Start in die Zweirad-Saison Start in die Zweirad-Saison: Tips vom Simson-Experten

Annaburg - „Wer sein Gefährt vorm Winter gut einmottet, hat weniger Arbeit im Frühjahr.“ Der flotte Spruch kommt wie aus der Pistole geschossen, als die MZ André Bachmann danach fragt, worauf Motorradfahrer speziell zum Start in die neue Saison ihr Augenmerk richten sollten.
Für den Kfz-Schlosser und Inhaber des kleinen Familienunternehmens Zweirad-Bachmann in Annaburg gibt es einige Grundregeln für das, was Biker vor der ersten Ausfahrt unbedingt tun sollten: Den Ladezustand der Batterie überprüfen, gehört dazu.

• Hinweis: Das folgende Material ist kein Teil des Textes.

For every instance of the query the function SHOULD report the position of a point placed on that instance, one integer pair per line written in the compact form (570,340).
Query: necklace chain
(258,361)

André Bachmann rät seiner Zweirad-Kundschaft, sich ein Erhaltungsladegerät zuzulegen. „Das kann man für alle Batterien nutzen, bis hin zu der vom Rasenmäher.“
Ebenso sollte man den Reifendruck checken - und dabei auch das Alter der Reifen im Blick behalten. Die Pneus werden nämlich spröde mit den Jahren. Das sei vor allem Wenigfahrern ans Herz gelegt. Neue „Sohlen“ fürs Motorrad sind ab etwa 100 Euro zu haben. Als Mindest-Profiltiefe gibt der Gesetzgeber laut Zweirad-Bachmann übrigens 1,6 Millimeter vor, „aber das ist schon hart an der Grenze“, sagt der 46-Jährige.
Das Unternehmen Zweirad-Bachmann ist in Annaburg und Umgebung ein Begriff. Kein Wunder, existiert es doch seit genau 90 Jahren, so dass 2017 sogar ein Geschäftsjubiläum ansteht. Gegründet wurde es 1927 von Erich Globig, einem Onkel des Vaters von André Bachmann, als Reparaturbetrieb für Kraftfahrzeuge. Bei Erich Globig gab es aber auch Fahrräder, Nähmaschinen und nicht zu vergessen erste Motorräder.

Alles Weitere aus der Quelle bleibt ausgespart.